At times of rapid change and uncertainty, we seek voices of leadership for a sense of stability and unity. While well-vetted emails and missives can succeed in providing information and direction, there is a human element that these don’t embody.
For the next few weeks, associations should consider weekly digital fireside chats – brief, open video invites to the membership at large, each week hosted by another Board member or leader. The organization can provide them with a 2 minute update to kickoff, and then have it be a space where members can give insights to what they are seeing on the ground, ask questions for the organization to explore, or give open feedback on what they need. The objective is not that the Board member hosting is all knowing – they should not provide answers where there isn’t clarity – but that the organization’s leadership is demonstrating a professional caring for their members and the member voice. This is a way to tangibly demonstrate that in this time of uncertainty there are avenues of dialogue and input that connect leadership to those that they serve.
For a digital fireside chat to succeed, a few elements should be considered:
1. There should be a staff moderator that can work the back end of meeting – seeing who ‘raises their hand’ and passing along questions
2. Have a staff or another leader on the line that can dialogue with the leader who is hosting – the format you are going for here is interaction and discussion.

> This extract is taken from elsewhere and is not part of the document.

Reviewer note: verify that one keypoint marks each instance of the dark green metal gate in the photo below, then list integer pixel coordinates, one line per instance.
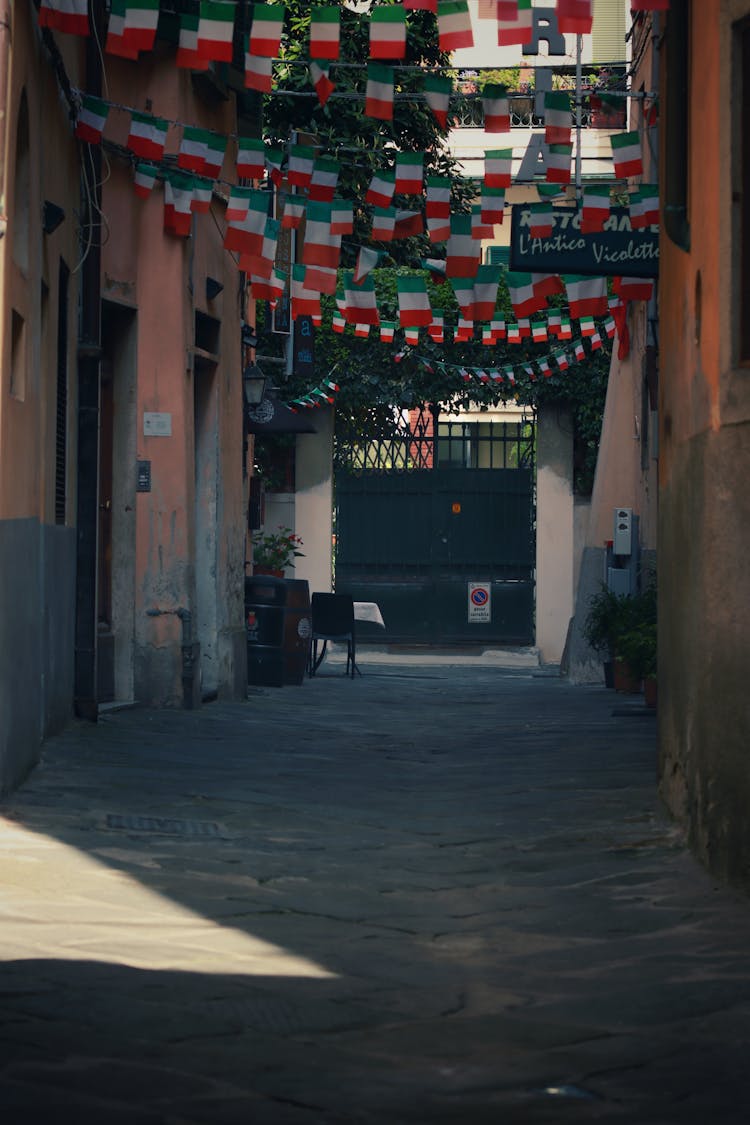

Even as participants ask questions, the goal may not be to answer, it may be to discuss and ask questions back to achieve greater understanding.
3. Success is not measured by quantity – perhaps 2 people will attend, and perhaps 50 – to some extent it is the organization creating the space that is the very element of success.
4. Explicitly state if there is a room or person cap – if there is greater demand, increase the number of these that you run – don’t put an overwhelming number of people in one ‘room.’
5. There is risk in not knowing who will say what. There is risk in that each leader hosting will have their own style and presence. By the time you have run 3-4 of these, you will have gained enough mastery that these risks will be somewhat mitigated by experience in knowing how to structure and respond.
If there was a time our members’ needed strong and caring voices of leadership from their association, it is now. Create the space, set the table for connection, and succeed in building loyalty in a time of adversity through embodying a community of leaders that listen.